[VL] Result mismatch in CollectList when partial sort is involved #8184

NEUpanning · 2024-12-09T09:32:45Z

Backend

VL (Velox)

Bug description

Describe the issue

Reproducing SQL:

CREATE OR REPLACE TEMP VIEW temp_table AS
SELECT * FROM VALUES
  (1, 'a'), (1, 'b'), (1, 'c'),
  (2, 'd'), (2, 'e'), (2, 'f'),
  (3, 'g'), (3, 'h'), (3, 'i')
AS t(id, value);

SELECT id, collect_list(value) AS values_list
FROM (
  SELECT * FROM
  (SELECT id, value
   FROM temp_table
   DISTRIBUTE BY rand())  -- Forces a shuffle
  DISTRIBUTE BY id SORT BY id, value
) t
GROUP BY id;

Results:

The vanilla result is deterministic and values_list is sorted by value column:

id   values_list
1    ["a", "b", "c"]
2    ["d", "e", "f"]
3    ["g", "h", "i"]

The gluten result is non-deterministic and values_list is not sorted, e.g. :

id   values_list
1    ["a", "c", "b"]
3    ["g", "i", "h"]
2    ["f", "e", "d"]

The gluten physical plan:

== Physical Plan ==
AdaptiveSparkPlan isFinalPlan=true
+- == Final Plan ==
   VeloxColumnarToRowExec
   +- ^(9) HashAggregateTransformer(keys=[id#0], functions=[velox_collect_list(value#1)], isStreamingAgg=false, output=[id#0, values_list#22])
      +- ^(9) HashAggregateTransformer(keys=[id#0], functions=[partial_velox_collect_list(value#1)], isStreamingAgg=false, output=[id#0, buffer#29])
         +- ^(9) InputIteratorTransformer[id#0, value#1]
            +- ShuffleQueryStage 1
               +- ColumnarExchange hashpartitioning(id#0, 20), REPARTITION_WITH_NUM, [id#0, value#1], [id=#1293], [id=#1293], [OUTPUT] List(id:IntegerType, value:StringType), [OUTPUT] List(id:IntegerType, value:StringType)
                  +- VeloxAppendBatches 3276
                     +- ^(8) ProjectExecTransformer [hash(id#0, 42) AS hash_partition_key#31, id#0, value#1]
                        +- ^(8) InputIteratorTransformer[id#0, value#1, _nondeterministic#24]
                           +- ShuffleQueryStage 0
                              +- ColumnarExchange hashpartitioning(_nondeterministic#24, 20), REPARTITION_WITH_NUM, [id#0, value#1, _nondeterministic#24], [id=#1239], [id=#1239], [OUTPUT] List(id:IntegerType, value:StringType, _nondeterministic:DoubleType), [OUTPUT] List(id:IntegerType, value:StringType, _nondeterministic:DoubleType)
                                 +- VeloxAppendBatches 3276
                                    +- ^(7) ProjectExecTransformer [hash(_nondeterministic#24, 42) AS hash_partition_key#30, id#0, value#1, _nondeterministic#24]
                                       +- ^(7) InputIteratorTransformer[id#0, value#1, _nondeterministic#24]
                                          +- RowToVeloxColumnar
                                             +- LocalTableScan [id#0, value#1, _nondeterministic#24]
+- == Initial Plan ==
   SortAggregate(key=[id#0], functions=[velox_collect_list(value#1)], output=[id#0, values_list#22])
   +- SortAggregate(key=[id#0], functions=[partial_velox_collect_list(value#1)], output=[id#0, buffer#29])
      +- Sort [id#0 ASC NULLS FIRST, value#1 ASC NULLS FIRST], false, 0
         +- Exchange hashpartitioning(id#0, 20), REPARTITION_WITH_NUM, [id=#1211]
            +- Project [id#0, value#1]
               +- Exchange hashpartitioning(_nondeterministic#24, 20), REPARTITION_WITH_NUM, [id=#1209]
                  +- LocalTableScan [id#0, value#1, _nondeterministic#24]

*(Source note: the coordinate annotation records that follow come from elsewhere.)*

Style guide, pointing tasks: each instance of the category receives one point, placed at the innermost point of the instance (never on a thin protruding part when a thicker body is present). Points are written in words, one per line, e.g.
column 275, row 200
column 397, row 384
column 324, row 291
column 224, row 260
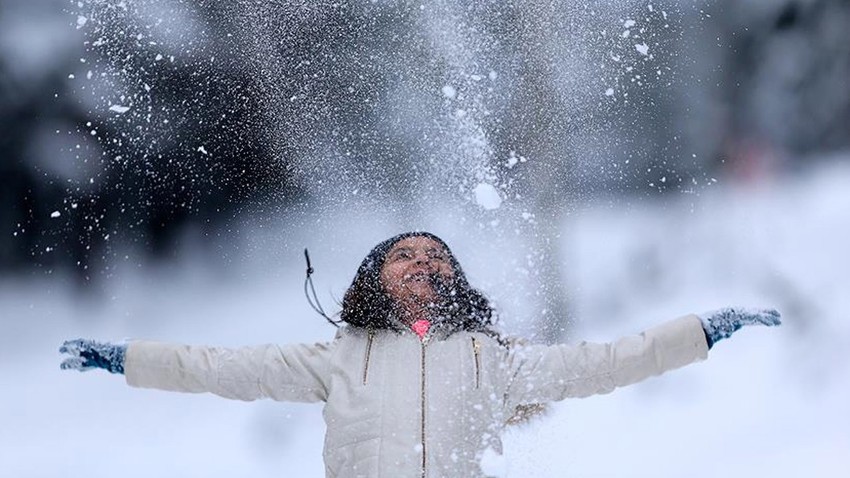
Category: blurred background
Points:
column 597, row 169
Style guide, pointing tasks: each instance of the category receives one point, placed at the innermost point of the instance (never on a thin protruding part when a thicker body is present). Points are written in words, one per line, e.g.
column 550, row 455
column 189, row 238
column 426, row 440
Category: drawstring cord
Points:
column 308, row 288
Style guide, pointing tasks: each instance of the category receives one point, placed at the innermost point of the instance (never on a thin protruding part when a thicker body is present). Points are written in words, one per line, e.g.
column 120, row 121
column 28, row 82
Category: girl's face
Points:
column 409, row 266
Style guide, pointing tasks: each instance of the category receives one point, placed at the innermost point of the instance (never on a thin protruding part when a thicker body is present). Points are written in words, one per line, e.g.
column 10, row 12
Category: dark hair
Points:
column 367, row 304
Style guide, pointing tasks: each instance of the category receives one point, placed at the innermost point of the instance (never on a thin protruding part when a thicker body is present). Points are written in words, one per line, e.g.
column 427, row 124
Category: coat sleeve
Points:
column 280, row 372
column 539, row 373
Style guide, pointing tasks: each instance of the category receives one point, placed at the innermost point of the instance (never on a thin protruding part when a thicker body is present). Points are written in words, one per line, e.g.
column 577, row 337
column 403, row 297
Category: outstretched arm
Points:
column 548, row 373
column 295, row 372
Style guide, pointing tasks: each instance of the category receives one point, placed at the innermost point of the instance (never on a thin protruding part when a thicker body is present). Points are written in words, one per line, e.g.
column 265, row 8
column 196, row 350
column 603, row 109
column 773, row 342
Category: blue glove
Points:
column 88, row 354
column 720, row 324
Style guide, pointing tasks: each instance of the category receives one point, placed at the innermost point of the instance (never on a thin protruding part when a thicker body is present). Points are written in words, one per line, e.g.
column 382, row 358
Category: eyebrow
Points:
column 410, row 249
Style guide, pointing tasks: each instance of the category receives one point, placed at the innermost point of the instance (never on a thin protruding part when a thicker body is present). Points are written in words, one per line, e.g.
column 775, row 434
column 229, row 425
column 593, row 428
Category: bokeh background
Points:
column 597, row 168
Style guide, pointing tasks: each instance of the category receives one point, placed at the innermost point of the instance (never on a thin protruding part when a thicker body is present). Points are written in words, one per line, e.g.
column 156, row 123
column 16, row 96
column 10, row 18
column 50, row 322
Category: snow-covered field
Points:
column 769, row 402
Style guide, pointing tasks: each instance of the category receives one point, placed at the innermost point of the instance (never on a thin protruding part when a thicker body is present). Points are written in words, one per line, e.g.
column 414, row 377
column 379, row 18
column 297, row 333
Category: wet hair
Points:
column 367, row 304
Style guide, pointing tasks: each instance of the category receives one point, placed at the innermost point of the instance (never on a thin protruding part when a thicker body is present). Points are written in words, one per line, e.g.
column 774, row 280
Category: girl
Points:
column 418, row 382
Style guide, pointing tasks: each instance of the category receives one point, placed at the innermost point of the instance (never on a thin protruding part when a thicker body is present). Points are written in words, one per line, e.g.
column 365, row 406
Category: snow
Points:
column 487, row 196
column 119, row 109
column 767, row 402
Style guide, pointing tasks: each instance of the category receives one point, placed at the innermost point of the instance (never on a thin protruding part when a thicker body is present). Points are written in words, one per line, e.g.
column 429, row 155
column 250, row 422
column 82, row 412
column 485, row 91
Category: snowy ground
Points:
column 766, row 403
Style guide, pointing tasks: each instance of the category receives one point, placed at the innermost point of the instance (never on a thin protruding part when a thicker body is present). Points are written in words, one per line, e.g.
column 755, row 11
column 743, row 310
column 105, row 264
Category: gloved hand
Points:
column 720, row 324
column 88, row 354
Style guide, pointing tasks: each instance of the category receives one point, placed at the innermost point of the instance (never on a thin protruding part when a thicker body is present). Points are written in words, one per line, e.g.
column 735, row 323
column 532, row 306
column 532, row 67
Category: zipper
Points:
column 368, row 354
column 476, row 352
column 424, row 450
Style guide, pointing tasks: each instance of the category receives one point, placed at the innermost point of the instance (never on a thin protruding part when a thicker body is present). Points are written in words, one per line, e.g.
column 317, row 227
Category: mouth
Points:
column 418, row 277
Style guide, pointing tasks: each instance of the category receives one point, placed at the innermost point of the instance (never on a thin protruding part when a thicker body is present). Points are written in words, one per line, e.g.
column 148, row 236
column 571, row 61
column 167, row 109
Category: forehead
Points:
column 417, row 242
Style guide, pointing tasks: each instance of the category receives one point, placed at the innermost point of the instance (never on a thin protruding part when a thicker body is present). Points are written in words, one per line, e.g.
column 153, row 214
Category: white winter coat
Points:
column 396, row 406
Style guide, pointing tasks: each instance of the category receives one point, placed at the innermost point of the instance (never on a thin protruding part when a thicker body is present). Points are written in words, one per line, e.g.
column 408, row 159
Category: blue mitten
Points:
column 88, row 354
column 720, row 324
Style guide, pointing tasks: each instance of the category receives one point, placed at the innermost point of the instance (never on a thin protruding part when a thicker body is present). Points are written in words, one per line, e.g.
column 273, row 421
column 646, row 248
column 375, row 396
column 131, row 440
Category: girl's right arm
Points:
column 297, row 372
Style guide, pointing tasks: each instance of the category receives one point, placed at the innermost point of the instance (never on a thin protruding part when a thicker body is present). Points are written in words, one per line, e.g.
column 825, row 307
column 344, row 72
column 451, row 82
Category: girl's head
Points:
column 413, row 270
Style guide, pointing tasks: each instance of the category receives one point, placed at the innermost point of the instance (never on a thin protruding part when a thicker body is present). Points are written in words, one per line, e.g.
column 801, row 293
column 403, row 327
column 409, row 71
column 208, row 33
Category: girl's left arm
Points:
column 540, row 373
column 547, row 373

Even though the collect_list function is non-deterministic, as stated in the documentation, some ETL tasks in our production environment depend on this behavior in vanilla Spark.

Root cause for this issue

We can see the Sort operator is removed through the gluten plan. This change appears to be due to this code snippet: code link.

class ReplaceSingleNode() extends LogLevelUtil with Logging {

    def doReplace(p: SparkPlan): SparkPlan = {
// ....
    case plan: SortAggregateExec =>
      logDebug(s"Columnar Processing for ${plan.getClass} is currently supported.")
      HashAggregateExecBaseTransformer.from(plan)(SortUtils.dropPartialSort)
// ...
}
object SortUtils {
  def dropPartialSort(plan: SparkPlan): SparkPlan = plan match {
    case RewrittenNodeWall(p) => RewrittenNodeWall(dropPartialSort(p))
    case PartialSortLike(child) => child
    // from pre/post project-pulling
    case ProjectLike(PartialSortLike(ProjectLike(child))) if plan.outputSet == child.outputSet =>
      child
    case ProjectLike(PartialSortLike(child)) => plan.withNewChildren(Seq(child))
    case _ => plan
  }
}

I'm wondering why the partial sort added by SQL 'sort by' needs to be removed for SortAggregateExec. Would it be possible to retain the partial sort operator for resolving this issue?

Spark version

None

Spark configurations

No response

System information

No response

Relevant logs

No response

The text was updated successfully, but these errors were encountered:

PHILO-HE · 2024-12-10T02:38:49Z

@NEUpanning, in Gluten sort agg is replaced with hash agg, which makes the prior sort operator unnecessary possibly. So Gluten will remove the sort operator unless it is needed for ensuring ordering requirement.

zhztheplayer · 2024-12-11T03:15:28Z

Thank you for the details.

I believe the relevant sort-removal code is now here on main branch. I think we could preserve the sort as long as vanilla Spark plan has it with a hash agg. This requires for a fix.

NEUpanning · 2024-12-11T08:12:34Z

I think we could preserve the sort as long as vanilla Spark plan has it with a hash agg.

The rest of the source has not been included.